Showing posts with label Old Tape. Show all posts
Showing posts with label Old Tape. Show all posts

SFX Cassette Music Mag 1982

This maybe a bit obscure, not many people remember it, but in the early 80s there was an audio music magazine called SFX a little on the lines of Smash Hits.

I was more of a Smash Hits reader than and NME or Melody Maker fan myself so this thing appealed to me.
Smash Hits in the early 80s was less of a girly boyband rag than it was to eventually turn into in it's later years and seemed to be the only place that covered anything Electronic. The "Credible" music press hated the likes of Depeche Mode and Orchestral Manouvres in the Dark and as far as i was concerned spent far too much time kissing the backsides of bands sporting long hair and playing guitars during a time when synthesizers were king.
Looking back i think i probably only bought Smash Hits because they aimed themselves at any type of mainstream mass pop music and printed the top 75 on the back page every week.

Anyway back to SFX. It only ran for about a year and came in the form of a cardboard cover with a cassette tagged to it via a small piece of wire.
The tape consisted of a C60 with two half hour type radio shows each side that included interviews, music clips and conversation.
A sort of audio version of a music paper.
To be honest it sounded very amateurish and a bit tacky, but it was something different and they gave it a good go before it all collapsed and the mag wrapped up sometime at the back end of 1982. (Edition one came out in November 1981).

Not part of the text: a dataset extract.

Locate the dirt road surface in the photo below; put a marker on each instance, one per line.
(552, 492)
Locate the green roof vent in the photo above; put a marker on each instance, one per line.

This particular episode included a cringe worthy interview with a very arrogant Lou Reed where he more or less tells the interviewer off before disappearing up his own backside, Haircut 100 telling us about their new television show ???? EH ?. And an album review with Mary Wilson (Just what i always wanted) plus Toni Basil talking about the time she worked with David Bowie.
I have uploaded a little clip for your listening pleasure below.

See how many of the "Hot Picks" New Releases you remember from March 1982. (More Here)


Cassette Singles

They were the same price as a 7" single but if you were lucky the 12" version and the 7" versions were included on the same piece of tape no more than 15 minutes long.
On the down side, like all tape, a few plays in and the sound quality started to go all weird and if you kept them in the car during cold weather it sounded like they were singing underwater.

The Cassette single, or the "Cassingle" as no one i know ever called them, was born in 1980 as far as i am concerned, although i read somewhere that the first was Howard Hughes by the Tights in 1978 (who ???...exactly!).
The first cassette single i ever owned was by Bow Wow Wow called Your Cassette Pet. Bought in 1980. It reached No 58 (UK) in December of that year and if i'm being honest i only bought it because it was sold as the first of it's kind.

Not that i didn't like the single, i just preferred Vinyl to Cassette and after trawling through a pile of old tapes tonight i can understand why. (they take forever to rewind and fast forward).
I don't think they ever really started to take off big style until the early 90s but It was of no surprise to me that they never replaced the vinyl version. However, when i worked in a record shop i was always surprised how many we did sell sometimes.

It all depended on the music though. Big Cassette single sellers were Boybands and Kids stuff (Take That, Mr Blobby) Crap sellers always seemed to be heavy rock and Indie music. In fact in the end a lot of rock bands didn't seem to bother with a cassingle version of a release. The reason was simple. Kids had little Sony Walkmans or cassette players, grown ups had record players and eventually CD Players.

But dance and rap fell somewhere in between the two. Credible dance music only sold on 12" Vinyl, mainly for budding DJs to bedroom mix with. Pop/Dance on the other hand sold by the bucket load in tape form to the masses. Probably the biggest selling Cassette single i remember from my shop days was Snap Rhythm is a Dancer. Outselling in quantity the 7" & 12" put together for us.

But then again, Vinyl singles were just starting to show signs of a huge decline in 1992. Who was to know that record shops themselves would go the same way ?. Like cassette singles, record shops are a remnant of the past that the next generation of kids will soon be asking, "What's a record shop ?". Before you can answer the question, you might first need to explain what a record was. I wonder what they will think of Car Compilation TDK C-90 tape ?.